米国については「普遍的価値で結ばれた平和の同盟であり、繁栄の同盟だ」と述べているが、それと比べても日本に対する言及は、「同盟関係」という部分を除けば、ほとんど遜色がないほど、強い協力関係を謳っている。そして「朝鮮半島や域内において韓米日の安保協力の重要性が日増しに高まっている」と、日米韓3か国の協力体制の強化を志向するものとなった。

国内の“反国家勢力”を厳しく糾弾

 尹大統領は、演説で韓国国内に中国や北朝鮮に追従する勢力があるとも力説している。

 尹大統領が4月27日、北朝鮮の核に対する拡大抑止を柱とするワシントン宣言を発表した日、前大統領の文在寅氏は、「心配なのは…むしろ競争するかのようにお互いを刺激して敵対視し、不信と反目が一層高まっていることだ」と不快感を表明した。

 こうした主張に与する文在寅シンパや共に民主党支持者に釘を刺すことを狙ったのだろう。光復節の演説では「自由民主主義と共産全体主義が対決する分断の現実において、反国家勢力の動きは容易には消えないだろう」「共産全体主義に盲従し、操作扇動で世論をわい曲し、社会をかく乱する反国家勢力が依然として横行している」として、北朝鮮と共闘する“反国家勢力”を強く牽制した。
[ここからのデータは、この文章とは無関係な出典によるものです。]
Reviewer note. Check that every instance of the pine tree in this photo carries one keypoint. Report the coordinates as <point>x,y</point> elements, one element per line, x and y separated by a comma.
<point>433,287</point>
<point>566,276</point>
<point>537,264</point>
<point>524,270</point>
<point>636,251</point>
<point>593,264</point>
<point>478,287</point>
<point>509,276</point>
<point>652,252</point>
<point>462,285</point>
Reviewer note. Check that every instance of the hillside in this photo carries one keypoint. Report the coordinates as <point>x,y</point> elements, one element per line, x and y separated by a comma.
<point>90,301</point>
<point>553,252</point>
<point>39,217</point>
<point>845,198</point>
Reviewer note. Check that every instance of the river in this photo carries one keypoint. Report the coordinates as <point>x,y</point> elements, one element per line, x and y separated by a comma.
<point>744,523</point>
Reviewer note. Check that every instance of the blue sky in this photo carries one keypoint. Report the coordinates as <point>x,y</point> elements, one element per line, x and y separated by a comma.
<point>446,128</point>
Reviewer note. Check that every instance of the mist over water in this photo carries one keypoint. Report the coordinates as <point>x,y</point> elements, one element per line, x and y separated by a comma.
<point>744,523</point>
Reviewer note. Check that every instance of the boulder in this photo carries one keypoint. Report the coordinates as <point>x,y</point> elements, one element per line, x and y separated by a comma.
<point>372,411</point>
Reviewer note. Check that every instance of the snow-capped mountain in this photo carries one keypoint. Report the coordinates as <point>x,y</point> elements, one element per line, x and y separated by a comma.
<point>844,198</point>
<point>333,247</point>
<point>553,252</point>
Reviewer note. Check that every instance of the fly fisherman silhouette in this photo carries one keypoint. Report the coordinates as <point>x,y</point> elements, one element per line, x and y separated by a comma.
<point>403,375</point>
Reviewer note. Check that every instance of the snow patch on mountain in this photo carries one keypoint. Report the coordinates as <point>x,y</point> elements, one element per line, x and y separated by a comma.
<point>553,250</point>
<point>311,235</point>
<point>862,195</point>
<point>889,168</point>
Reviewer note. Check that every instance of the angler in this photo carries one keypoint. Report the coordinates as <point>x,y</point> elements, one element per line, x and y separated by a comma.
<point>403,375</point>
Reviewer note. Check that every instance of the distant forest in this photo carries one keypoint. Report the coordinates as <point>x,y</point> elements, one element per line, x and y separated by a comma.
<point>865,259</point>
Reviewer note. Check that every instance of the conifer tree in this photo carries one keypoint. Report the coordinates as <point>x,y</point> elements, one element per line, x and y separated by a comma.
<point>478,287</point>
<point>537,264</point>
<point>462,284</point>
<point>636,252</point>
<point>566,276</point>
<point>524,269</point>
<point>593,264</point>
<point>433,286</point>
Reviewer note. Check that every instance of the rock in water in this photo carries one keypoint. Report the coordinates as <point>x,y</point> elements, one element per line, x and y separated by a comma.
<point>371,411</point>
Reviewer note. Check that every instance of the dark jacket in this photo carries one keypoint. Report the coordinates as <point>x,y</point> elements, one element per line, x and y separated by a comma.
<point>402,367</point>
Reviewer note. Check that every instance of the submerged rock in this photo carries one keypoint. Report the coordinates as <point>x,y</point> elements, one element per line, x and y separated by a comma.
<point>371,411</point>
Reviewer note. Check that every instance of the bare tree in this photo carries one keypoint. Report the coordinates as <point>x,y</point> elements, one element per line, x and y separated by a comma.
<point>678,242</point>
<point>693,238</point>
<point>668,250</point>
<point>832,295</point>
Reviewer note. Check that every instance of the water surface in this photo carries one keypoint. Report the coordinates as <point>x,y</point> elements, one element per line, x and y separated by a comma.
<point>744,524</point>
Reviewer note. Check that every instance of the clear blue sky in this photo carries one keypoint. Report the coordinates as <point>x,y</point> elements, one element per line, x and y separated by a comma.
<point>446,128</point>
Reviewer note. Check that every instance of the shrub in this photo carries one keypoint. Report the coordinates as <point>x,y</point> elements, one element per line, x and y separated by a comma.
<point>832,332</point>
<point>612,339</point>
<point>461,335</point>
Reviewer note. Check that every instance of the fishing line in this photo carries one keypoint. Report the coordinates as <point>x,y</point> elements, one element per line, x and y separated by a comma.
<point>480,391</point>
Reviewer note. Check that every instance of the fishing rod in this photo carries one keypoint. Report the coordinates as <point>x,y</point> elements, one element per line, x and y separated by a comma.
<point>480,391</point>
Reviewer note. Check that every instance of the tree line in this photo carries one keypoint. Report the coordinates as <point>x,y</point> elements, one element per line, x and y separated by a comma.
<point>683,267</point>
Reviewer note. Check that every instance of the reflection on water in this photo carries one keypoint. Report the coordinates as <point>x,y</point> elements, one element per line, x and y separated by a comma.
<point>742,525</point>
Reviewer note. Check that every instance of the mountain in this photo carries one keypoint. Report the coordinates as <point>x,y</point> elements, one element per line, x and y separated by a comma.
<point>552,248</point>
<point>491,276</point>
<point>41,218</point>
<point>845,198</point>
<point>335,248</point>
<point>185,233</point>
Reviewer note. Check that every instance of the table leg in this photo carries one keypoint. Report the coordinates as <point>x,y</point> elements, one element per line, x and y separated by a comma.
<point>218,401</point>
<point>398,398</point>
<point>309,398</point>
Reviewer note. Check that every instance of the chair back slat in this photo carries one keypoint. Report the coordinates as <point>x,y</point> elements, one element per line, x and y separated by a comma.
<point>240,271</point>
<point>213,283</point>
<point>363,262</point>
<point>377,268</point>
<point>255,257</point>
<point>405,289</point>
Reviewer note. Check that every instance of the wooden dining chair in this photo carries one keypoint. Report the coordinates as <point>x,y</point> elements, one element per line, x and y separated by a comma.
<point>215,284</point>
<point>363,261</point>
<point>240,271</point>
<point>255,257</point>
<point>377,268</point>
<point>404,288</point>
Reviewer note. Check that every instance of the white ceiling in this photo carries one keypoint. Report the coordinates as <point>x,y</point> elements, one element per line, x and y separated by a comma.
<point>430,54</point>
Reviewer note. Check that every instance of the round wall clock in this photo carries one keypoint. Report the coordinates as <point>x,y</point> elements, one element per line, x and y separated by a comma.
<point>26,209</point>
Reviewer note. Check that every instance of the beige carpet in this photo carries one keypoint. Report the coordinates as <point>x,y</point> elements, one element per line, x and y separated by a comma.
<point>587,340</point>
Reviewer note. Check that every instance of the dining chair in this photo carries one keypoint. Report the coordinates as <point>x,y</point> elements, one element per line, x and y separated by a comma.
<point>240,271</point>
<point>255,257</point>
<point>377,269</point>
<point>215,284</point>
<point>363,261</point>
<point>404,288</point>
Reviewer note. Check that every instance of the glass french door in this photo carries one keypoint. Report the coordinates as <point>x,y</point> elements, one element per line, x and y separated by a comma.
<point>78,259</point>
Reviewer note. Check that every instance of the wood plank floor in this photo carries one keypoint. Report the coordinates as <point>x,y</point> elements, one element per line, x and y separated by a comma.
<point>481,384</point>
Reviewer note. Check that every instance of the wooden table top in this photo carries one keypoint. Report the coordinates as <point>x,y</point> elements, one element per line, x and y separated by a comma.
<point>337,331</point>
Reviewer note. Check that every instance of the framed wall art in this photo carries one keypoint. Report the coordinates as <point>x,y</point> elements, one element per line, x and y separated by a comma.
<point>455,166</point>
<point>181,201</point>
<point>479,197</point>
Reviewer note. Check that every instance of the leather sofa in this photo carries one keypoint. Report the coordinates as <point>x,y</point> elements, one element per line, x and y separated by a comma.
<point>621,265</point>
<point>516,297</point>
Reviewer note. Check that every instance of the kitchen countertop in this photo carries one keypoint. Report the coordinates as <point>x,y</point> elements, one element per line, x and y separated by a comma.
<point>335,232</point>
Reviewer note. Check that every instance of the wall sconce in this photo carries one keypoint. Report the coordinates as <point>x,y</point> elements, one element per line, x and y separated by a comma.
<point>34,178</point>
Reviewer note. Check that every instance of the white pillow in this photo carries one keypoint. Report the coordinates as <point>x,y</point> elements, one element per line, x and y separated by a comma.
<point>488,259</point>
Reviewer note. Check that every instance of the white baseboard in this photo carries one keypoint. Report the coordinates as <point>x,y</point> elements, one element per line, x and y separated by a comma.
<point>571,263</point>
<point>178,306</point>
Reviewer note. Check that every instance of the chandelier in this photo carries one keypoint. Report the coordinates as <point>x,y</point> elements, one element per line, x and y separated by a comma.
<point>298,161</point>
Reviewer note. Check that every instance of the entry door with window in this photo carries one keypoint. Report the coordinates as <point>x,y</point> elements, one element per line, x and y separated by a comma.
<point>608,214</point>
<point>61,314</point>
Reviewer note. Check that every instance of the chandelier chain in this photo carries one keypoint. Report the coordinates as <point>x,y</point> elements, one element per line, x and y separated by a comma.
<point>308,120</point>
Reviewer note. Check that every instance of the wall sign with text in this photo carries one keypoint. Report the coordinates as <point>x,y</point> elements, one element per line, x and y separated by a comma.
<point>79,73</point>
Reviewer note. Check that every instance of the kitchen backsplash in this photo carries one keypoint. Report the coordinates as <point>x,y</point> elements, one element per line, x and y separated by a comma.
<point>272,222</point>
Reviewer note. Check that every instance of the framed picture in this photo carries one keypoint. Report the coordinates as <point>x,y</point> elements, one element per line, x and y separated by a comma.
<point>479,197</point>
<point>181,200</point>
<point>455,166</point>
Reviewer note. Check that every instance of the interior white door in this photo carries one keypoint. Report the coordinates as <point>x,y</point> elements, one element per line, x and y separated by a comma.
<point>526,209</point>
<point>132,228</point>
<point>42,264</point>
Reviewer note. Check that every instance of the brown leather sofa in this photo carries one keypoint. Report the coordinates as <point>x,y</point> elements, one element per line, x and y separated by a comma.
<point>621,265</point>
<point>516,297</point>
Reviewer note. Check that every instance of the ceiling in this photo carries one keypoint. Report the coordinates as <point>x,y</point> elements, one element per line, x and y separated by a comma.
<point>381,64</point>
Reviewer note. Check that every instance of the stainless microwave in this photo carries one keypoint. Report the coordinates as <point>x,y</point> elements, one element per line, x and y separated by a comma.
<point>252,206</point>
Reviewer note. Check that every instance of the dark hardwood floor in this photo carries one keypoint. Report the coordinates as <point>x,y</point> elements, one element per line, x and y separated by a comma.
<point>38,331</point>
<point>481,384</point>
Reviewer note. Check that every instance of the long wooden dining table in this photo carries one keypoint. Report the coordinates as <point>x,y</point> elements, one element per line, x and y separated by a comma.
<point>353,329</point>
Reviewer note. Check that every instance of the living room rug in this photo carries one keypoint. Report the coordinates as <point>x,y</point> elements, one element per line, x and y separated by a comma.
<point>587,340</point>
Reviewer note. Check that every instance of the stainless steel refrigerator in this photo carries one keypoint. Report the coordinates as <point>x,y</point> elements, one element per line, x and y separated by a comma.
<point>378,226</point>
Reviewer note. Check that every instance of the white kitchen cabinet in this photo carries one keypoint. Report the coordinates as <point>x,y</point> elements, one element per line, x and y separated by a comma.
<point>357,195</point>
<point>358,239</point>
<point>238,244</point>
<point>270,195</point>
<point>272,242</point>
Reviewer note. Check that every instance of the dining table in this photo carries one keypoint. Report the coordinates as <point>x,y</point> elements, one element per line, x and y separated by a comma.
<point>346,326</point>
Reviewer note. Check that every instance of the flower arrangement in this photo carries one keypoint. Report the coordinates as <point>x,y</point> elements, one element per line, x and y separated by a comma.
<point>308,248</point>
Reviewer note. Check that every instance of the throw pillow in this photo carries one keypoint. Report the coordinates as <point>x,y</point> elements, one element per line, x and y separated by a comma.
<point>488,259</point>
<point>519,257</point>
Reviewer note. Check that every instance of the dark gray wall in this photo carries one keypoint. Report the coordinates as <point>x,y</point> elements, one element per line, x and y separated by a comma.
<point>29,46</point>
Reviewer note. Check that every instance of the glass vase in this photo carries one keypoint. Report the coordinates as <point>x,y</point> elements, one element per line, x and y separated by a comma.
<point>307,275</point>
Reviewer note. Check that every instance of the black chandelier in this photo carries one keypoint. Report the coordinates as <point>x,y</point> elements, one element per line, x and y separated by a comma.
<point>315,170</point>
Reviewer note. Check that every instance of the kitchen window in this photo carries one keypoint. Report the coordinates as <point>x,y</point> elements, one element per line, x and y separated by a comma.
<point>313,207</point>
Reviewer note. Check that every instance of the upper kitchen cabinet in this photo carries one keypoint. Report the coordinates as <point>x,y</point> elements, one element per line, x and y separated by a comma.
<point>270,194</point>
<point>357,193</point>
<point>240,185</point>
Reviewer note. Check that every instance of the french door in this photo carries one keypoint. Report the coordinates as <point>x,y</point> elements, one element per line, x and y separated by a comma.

 尹大統領は北朝鮮の核とミサイルを遮断するためには日米韓3か国での緊密な偵察資産(兵器)と北朝鮮の核ミサイル情報のリアルタイム共有が必要だと指摘している。また、日本については「日本の国連軍司令部に提供する7か所の後方基地は、北の南進の最大の抑止要因になっている」としてここでも日韓協力の重要性を指摘した。